Eklenme Tarihi: 15 Eylül 2009

"Afet Değil Cinayet"

  • 14.09.2009 NTVMSNBC

    Doğa Derneği Başkanı Güven Eken anlatıyor: "Ayamama Deresi neden taştı ve insanların ölümüne neden oldu? Bu sorunun yanıtına dair gazetelerde yazanlarla yetinmedim ve pek çok tır şoförünün hayatını kaybettiği İkitelli tır otogarına gittim. Otogarı, yüksekte hakim bir noktadan izledim."

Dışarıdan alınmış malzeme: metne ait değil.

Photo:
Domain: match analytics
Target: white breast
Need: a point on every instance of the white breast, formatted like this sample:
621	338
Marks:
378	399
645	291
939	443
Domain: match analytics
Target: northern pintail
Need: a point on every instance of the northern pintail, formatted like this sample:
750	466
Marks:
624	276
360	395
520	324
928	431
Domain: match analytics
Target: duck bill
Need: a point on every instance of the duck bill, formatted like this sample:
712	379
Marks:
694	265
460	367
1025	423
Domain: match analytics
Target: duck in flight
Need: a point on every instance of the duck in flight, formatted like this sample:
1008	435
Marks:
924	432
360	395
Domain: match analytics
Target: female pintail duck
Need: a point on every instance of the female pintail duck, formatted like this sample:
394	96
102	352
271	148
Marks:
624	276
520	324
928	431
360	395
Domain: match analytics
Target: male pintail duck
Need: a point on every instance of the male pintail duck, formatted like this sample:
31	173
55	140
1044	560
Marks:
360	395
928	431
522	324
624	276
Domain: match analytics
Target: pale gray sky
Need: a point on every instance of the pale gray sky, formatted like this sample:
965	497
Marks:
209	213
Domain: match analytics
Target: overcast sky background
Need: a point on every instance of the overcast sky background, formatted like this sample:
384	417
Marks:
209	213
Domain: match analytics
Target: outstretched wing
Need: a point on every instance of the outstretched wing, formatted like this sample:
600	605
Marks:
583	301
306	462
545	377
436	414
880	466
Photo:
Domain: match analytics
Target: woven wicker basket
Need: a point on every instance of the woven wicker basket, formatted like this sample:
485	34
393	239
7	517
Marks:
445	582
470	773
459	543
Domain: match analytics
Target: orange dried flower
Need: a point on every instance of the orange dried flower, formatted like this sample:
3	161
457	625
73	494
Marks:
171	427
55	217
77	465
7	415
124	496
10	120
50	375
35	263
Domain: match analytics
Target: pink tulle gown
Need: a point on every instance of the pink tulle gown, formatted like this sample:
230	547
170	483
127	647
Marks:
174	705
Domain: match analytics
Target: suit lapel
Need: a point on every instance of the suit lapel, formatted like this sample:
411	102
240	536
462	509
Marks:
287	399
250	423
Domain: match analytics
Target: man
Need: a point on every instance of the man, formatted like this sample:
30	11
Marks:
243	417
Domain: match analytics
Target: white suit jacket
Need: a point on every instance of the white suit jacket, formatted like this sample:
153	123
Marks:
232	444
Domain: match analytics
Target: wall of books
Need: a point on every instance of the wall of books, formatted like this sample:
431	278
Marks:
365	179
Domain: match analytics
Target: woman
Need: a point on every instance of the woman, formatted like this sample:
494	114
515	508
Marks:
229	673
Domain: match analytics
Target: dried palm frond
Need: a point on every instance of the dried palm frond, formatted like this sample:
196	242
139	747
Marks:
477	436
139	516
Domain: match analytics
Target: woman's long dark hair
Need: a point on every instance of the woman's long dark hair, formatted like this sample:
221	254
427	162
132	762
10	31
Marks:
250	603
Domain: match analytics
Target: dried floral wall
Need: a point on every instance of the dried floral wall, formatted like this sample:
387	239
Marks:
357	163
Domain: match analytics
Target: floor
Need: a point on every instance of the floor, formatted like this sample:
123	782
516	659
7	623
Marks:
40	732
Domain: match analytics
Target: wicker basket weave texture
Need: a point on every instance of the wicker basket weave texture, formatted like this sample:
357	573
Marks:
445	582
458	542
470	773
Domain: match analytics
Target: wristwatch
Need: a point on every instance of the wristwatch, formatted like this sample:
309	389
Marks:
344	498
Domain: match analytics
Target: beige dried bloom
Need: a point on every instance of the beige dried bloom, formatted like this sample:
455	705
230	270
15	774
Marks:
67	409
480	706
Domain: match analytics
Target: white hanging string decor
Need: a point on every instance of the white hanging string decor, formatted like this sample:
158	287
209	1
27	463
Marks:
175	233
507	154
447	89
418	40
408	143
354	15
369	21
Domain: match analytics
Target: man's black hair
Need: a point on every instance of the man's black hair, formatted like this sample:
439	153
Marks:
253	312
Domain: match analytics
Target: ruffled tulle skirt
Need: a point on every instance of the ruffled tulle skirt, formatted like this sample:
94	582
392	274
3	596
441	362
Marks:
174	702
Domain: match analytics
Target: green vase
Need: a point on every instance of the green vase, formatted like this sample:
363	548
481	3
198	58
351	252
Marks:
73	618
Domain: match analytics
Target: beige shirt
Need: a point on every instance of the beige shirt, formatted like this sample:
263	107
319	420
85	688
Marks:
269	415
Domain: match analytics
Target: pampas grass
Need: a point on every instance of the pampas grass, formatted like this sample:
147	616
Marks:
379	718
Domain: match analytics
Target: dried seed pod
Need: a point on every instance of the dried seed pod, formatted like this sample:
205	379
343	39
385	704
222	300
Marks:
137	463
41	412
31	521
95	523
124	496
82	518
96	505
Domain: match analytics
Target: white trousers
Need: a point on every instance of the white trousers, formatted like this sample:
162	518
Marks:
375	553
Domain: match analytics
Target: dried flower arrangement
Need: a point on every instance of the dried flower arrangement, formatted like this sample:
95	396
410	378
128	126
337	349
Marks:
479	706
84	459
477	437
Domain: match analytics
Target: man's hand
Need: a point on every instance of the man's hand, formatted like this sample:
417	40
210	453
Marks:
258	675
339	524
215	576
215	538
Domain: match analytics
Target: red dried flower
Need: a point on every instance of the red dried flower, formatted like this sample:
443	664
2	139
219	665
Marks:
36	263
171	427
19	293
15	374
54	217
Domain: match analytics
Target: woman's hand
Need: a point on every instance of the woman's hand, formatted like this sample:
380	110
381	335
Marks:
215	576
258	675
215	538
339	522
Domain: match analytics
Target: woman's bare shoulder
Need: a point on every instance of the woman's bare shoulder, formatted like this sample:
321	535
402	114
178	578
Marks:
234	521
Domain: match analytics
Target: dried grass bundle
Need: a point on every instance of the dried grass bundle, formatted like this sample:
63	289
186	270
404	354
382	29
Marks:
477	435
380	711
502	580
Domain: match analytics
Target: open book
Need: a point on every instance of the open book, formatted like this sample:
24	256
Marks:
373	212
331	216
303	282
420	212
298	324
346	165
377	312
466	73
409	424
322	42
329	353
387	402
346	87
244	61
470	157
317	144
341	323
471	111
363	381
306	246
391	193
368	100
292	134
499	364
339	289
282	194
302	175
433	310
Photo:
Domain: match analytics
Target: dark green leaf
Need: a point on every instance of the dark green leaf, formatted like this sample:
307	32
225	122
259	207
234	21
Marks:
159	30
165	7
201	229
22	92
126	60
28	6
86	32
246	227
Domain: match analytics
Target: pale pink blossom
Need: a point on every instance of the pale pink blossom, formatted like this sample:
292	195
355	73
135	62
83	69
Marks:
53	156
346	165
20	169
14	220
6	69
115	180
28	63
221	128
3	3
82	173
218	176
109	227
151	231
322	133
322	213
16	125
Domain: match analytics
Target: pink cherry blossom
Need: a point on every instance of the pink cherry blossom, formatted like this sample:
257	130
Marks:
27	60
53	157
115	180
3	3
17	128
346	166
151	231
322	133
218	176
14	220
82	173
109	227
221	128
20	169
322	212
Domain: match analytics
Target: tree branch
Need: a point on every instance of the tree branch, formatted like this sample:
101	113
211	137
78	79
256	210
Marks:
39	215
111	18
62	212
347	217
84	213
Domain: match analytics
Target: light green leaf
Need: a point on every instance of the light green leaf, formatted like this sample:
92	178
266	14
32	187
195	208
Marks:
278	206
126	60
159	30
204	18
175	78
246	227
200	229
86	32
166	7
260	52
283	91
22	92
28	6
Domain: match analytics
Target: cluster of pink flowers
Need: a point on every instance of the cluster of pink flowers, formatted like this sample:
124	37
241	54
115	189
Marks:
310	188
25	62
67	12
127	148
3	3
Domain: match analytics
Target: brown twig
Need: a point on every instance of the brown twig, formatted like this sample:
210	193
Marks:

    İstanbul son günlerde tarihin gördüğü en büyük felaketlerden birini yaşıyor.

    Nedeni: Çatalca Yarımadası'ndan doğup Bakırköy'den Marmara Denizi'ne dökülen Ayamama Deresi'nin taşması ve etrafındaki yerleşim alanlarını su altında bırakması.

    Dereler, var oluşları gereği düzensiz akan doğal oluşumlar. Türkiye coğrafyasındaki derelerin çoğu yazın kurumaya yüz tutuyor ve sonbahar, kış ve ilkbahar aylarında yeniden canlanıyor.

    Dereler olmasa ve akmasa, ne içecek su bulabilirdik, ne tarım yapacak toprak, ne de denizde balık. Çünkü dereler, tüm yer küreyi vücudumuzu saran kılcal damarlar gibi sarar ve içlerinden akan suyla birlikte alüvyonlu toprağı, besini ve oksijeni dünyanın dört bir köşesine taşır. Bu, doğanın değişmez kuralıdır ve derelerin durması aslında yaşamın durması anlamına gelir.

    Durum böyleyken, Ayamama Deresi neden taştı ve insanların ölümüne neden oldu?

    Bu sorunun yanıtına dair gazetelerde yazanlarla yetinmedim ve pek çok tır şoförünün hayatını kaybettiği İkitelli tır otogarına gittim.

    Otogarı, yüksekte hakim bir noktadan izledim. Tırların park alanı, üç tarafın kapalı bir çukurdu. Çukurun tek açık yanı derenin geldiği yöndü. Dere, otogarın kuzeyinden gelerek tırların park ettiği alanı ikiye bölüyordu. Ayamama Deresi, taşkınları önlemek amacıyla her iki taraftan da islah edilmişti, yani beton setler arasına alınmıştı. Ancak görünen manzarada bir terslik vardı...

    Derenin tır otogarını terk etmesi gereken noktanın üzerinde 15-20 metre yükseklikte bir set inşa edilmişti. Bu setin üzerinden TEM'den ayrılan arabalar geçiyordu. Yani set, TEM'in bir yan yolunu oluşturmak için yapılmıştı. Ayamama Deresi ise setin altından açılan dar bir menfezle otogarın bulunduğu çukurdan dışarı akıyordu. Menfezin kapanması halinde, setin bir baraj vazifesi görmesi ve tüm otogar alanını suyla doldurması an meselesiydi...

    Nitekim, iki gün önce sabaha karşı öyle oldu. Yoğun yağışla beraber Ayamama Deresi "islah edilen" yeni yatağına sığmadı, yağışla beraber gelen hafriyat setin altından geçen menfezi tıkadı ve arkasındaki çukuru doldurdu. Fatura, tüm bu teknik ayrıntılardan habersiz, kaderine terk edilen insanlara kesildi. Sekiz kişi, hayatını kaybetti.

    Üst üste yığılmış ve iskambilller gibi birbirinin üzerine yıkılmış tırları izlerken şunu düşünmeden edemedim. Bu insanlar için derenin kenarını otopark ilan eden insanlar, bu akşam nasıl uyuyacak? Ortadaki tabloya, doğanın hikmeti demeyi nasıl sürdürecek?

    Ayamama Deresi islah edilmiş bir dere olmasına rağmen Başbakan konuyla ilgili açıklamasında şöyle demiş: "Dereleri islah edeceğiz".

    Oysa hepimiz biliyoruz ki, asıl islah edilmesi gereken dereler değil, ülkenin suyunu yanlış yönetenler.

    İnsanların canını alan ise sel değil, dere yataklarını o insanlara tahsis edenler.